Uganda will receive therapeutic treatment for Ebola virus with support from the World Health Organization, Health minister Dr Jane Aceng said on Tuesday.
The medicine is expected in the country in two weeks after they were cleared by the National Council of Science and Technology and National Drugs Authority.
“It is still a trial drug. We can only administer it in a research. Uganda is ready to go. Our threat of Ebola has not reduced. We shall maintain ourselves in a response mode because the borders are still open and Ebola in DR Congo is not going down and the affected areas are near us,” Dr Aceng said.
Prof Pontiano Kaleebu, the director of Uganda Virus Research Institute (UVRI), said there are four different types of the drug: one is made of antiviral antibodies while the other three are monoclonal antibodies.
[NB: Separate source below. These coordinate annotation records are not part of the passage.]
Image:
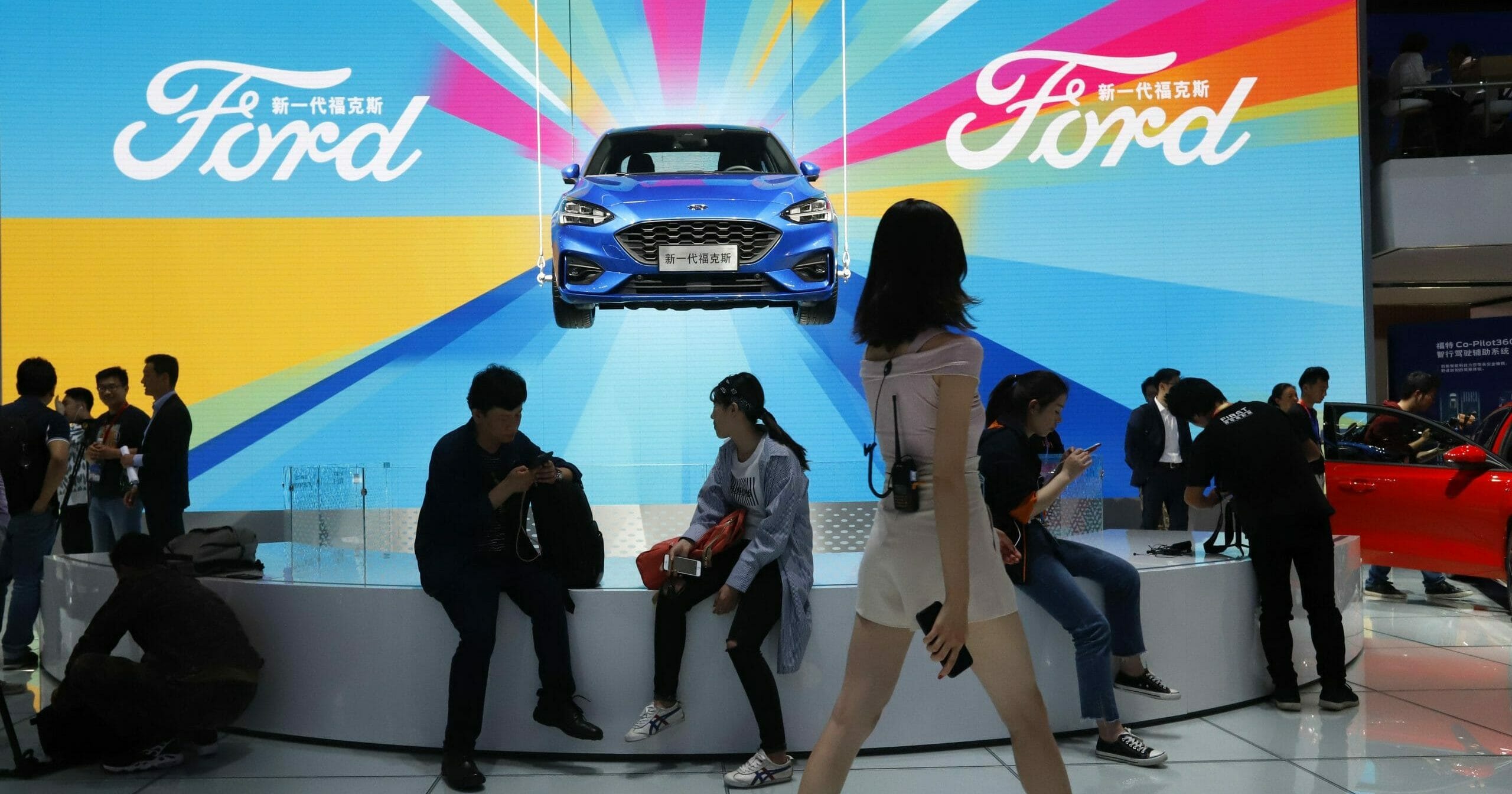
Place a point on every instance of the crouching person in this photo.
(198, 672)
(471, 546)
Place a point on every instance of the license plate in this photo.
(698, 258)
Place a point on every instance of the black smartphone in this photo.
(926, 619)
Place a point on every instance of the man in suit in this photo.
(1156, 448)
(164, 457)
(471, 546)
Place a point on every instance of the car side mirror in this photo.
(1467, 457)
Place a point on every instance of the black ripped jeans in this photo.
(758, 611)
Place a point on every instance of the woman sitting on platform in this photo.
(1024, 409)
(764, 580)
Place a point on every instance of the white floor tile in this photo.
(1403, 775)
(1192, 740)
(1426, 669)
(1445, 631)
(1386, 640)
(914, 781)
(651, 766)
(1383, 727)
(292, 785)
(1490, 708)
(252, 757)
(608, 784)
(1502, 655)
(1231, 778)
(61, 784)
(1476, 606)
(903, 761)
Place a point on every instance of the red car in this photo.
(1445, 504)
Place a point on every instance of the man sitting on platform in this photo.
(198, 672)
(1251, 450)
(471, 545)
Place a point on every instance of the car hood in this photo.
(765, 190)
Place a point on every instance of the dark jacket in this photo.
(1011, 483)
(1145, 442)
(457, 510)
(165, 457)
(182, 627)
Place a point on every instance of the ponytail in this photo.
(768, 424)
(1011, 398)
(746, 393)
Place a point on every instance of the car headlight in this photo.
(576, 212)
(813, 211)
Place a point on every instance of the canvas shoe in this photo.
(1146, 684)
(158, 757)
(1130, 749)
(654, 720)
(760, 772)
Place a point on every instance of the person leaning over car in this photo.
(1252, 451)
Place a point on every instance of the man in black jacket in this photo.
(1156, 448)
(162, 462)
(471, 546)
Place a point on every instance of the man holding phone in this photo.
(471, 545)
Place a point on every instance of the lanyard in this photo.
(105, 431)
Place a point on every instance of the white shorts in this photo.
(900, 574)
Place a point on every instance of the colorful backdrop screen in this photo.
(330, 211)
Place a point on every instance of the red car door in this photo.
(1425, 515)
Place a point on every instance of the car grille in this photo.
(698, 284)
(752, 238)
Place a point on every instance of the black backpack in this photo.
(23, 463)
(1230, 528)
(571, 542)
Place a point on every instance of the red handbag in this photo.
(731, 530)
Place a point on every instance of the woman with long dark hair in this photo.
(1024, 409)
(1284, 397)
(764, 580)
(921, 371)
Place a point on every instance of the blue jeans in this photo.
(1383, 575)
(111, 520)
(28, 541)
(1098, 637)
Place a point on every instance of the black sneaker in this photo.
(566, 717)
(460, 773)
(1386, 590)
(1337, 698)
(1287, 699)
(1145, 684)
(1445, 590)
(158, 757)
(26, 662)
(1130, 749)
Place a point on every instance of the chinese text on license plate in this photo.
(698, 258)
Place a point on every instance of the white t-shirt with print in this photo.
(746, 487)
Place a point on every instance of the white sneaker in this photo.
(654, 720)
(760, 772)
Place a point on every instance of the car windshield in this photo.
(690, 152)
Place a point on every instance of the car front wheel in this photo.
(820, 314)
(569, 315)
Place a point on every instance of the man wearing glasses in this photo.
(123, 424)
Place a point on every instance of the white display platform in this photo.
(369, 665)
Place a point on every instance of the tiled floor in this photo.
(1435, 716)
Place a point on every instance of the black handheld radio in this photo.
(903, 479)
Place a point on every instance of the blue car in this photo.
(693, 217)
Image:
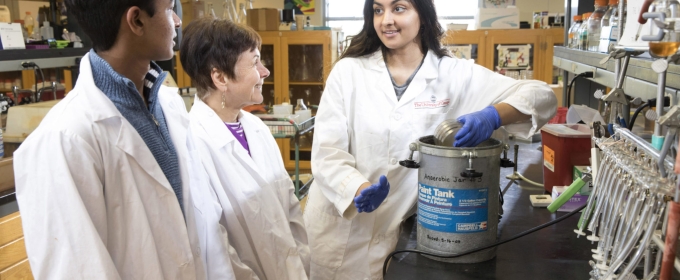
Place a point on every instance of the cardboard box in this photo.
(501, 18)
(265, 19)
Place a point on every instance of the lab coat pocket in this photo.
(423, 124)
(328, 235)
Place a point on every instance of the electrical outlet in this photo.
(540, 200)
(673, 96)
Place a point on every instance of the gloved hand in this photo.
(477, 127)
(371, 197)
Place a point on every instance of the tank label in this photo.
(549, 158)
(453, 211)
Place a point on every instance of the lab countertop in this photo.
(551, 253)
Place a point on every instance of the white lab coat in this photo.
(94, 202)
(250, 223)
(362, 131)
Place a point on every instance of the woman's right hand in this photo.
(369, 198)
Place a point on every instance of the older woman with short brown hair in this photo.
(249, 219)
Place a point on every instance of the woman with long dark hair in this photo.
(396, 83)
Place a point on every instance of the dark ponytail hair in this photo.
(431, 32)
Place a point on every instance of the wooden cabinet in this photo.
(299, 62)
(485, 47)
(13, 258)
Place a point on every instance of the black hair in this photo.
(209, 43)
(100, 19)
(431, 32)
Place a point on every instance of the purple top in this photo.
(237, 130)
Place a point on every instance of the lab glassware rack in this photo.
(287, 128)
(635, 167)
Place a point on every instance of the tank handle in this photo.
(410, 163)
(470, 172)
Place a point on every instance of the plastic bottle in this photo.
(300, 105)
(29, 23)
(610, 24)
(46, 31)
(573, 32)
(582, 43)
(594, 24)
(611, 10)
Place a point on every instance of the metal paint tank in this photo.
(458, 196)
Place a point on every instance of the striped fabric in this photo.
(237, 130)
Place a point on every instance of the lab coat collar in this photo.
(129, 141)
(219, 136)
(427, 73)
(217, 132)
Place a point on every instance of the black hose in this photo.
(522, 234)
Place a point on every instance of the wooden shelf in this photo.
(305, 83)
(48, 58)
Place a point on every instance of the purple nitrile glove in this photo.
(477, 127)
(370, 198)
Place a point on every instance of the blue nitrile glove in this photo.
(477, 127)
(370, 198)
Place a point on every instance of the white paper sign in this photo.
(632, 26)
(11, 36)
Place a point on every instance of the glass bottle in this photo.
(300, 106)
(544, 20)
(613, 22)
(308, 93)
(582, 43)
(29, 23)
(536, 21)
(573, 35)
(242, 18)
(671, 41)
(594, 24)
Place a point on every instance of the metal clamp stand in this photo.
(515, 176)
(616, 99)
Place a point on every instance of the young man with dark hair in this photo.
(113, 201)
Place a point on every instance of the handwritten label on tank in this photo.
(453, 210)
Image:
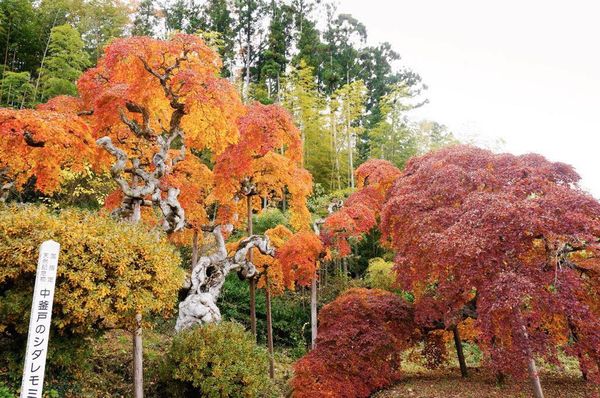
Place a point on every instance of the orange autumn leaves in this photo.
(132, 96)
(361, 210)
(38, 144)
(265, 163)
(296, 261)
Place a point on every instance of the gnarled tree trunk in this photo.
(208, 277)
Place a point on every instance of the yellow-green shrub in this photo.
(107, 270)
(216, 360)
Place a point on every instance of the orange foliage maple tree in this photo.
(265, 163)
(35, 145)
(156, 104)
(360, 212)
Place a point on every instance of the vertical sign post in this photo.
(39, 322)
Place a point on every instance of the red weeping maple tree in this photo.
(361, 337)
(510, 240)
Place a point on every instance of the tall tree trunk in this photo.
(138, 359)
(37, 82)
(138, 349)
(459, 352)
(252, 279)
(313, 312)
(350, 155)
(269, 327)
(246, 89)
(195, 249)
(533, 371)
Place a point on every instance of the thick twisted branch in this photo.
(209, 274)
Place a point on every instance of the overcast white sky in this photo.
(526, 71)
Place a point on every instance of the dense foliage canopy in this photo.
(512, 236)
(361, 337)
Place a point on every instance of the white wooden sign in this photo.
(39, 323)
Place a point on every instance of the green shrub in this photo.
(216, 360)
(5, 392)
(380, 274)
(106, 271)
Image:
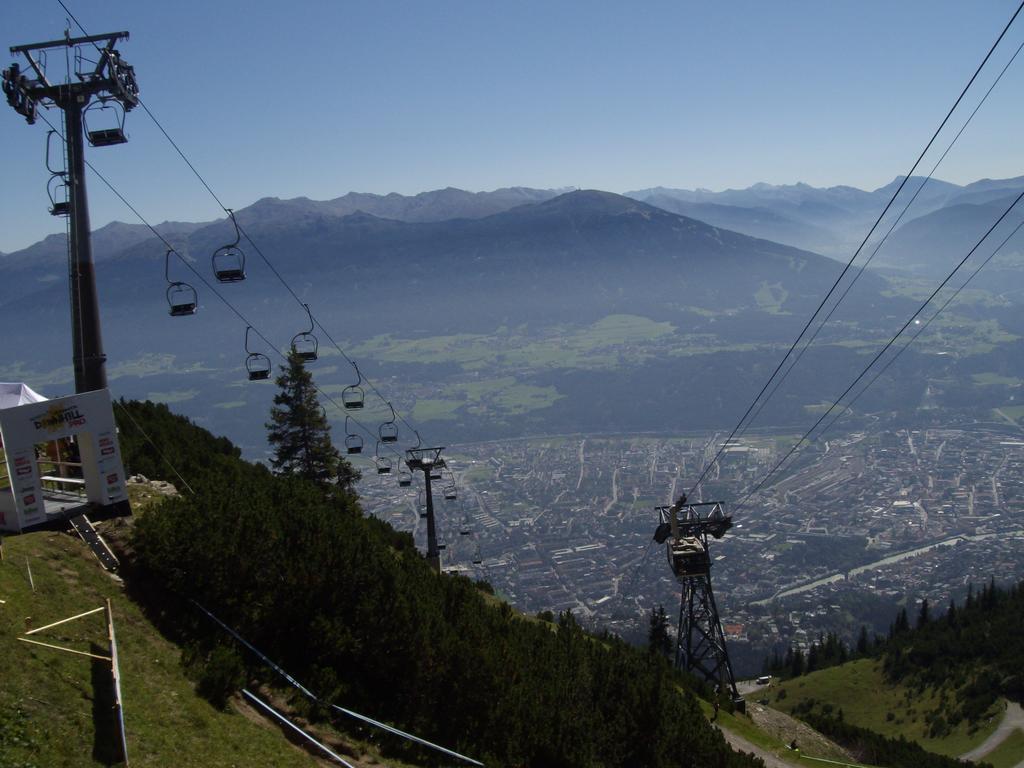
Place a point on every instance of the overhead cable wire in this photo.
(878, 246)
(155, 446)
(881, 352)
(313, 697)
(259, 251)
(370, 433)
(862, 244)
“If you use them, the number of those who survive increases compared to supportive treatment where they mainly use fluids and nutrition,” Prof Kaleebu stated.
Uganda has not registered any new confirmed Ebola case, but there are two people displaying Ebola symptoms who have been put under isolation at Bwera Ebola Treatment Unit.
“Currently, 92 contacts to the confirmed Ebola cases in Kagando and Bwera are being followed up daily,” the press statement issued on Tuesday states.
By Monday, a total of 128 contacts and non-vaccinated frontline and health officers had been vaccinated.
WHO director general Dr Tedros Adhanom Ghebreyesus on Monday held bilateral talks with President Yoweri Museveni to discuss potential interventions to end the Ebola outbreak in Kasese District and DR Congo.
Dr Ghebreyesus visited Butembo and Katwa, areas affected by the outbreak in North Kivu Province in Eastern DRC prior to his arrival in Uganda.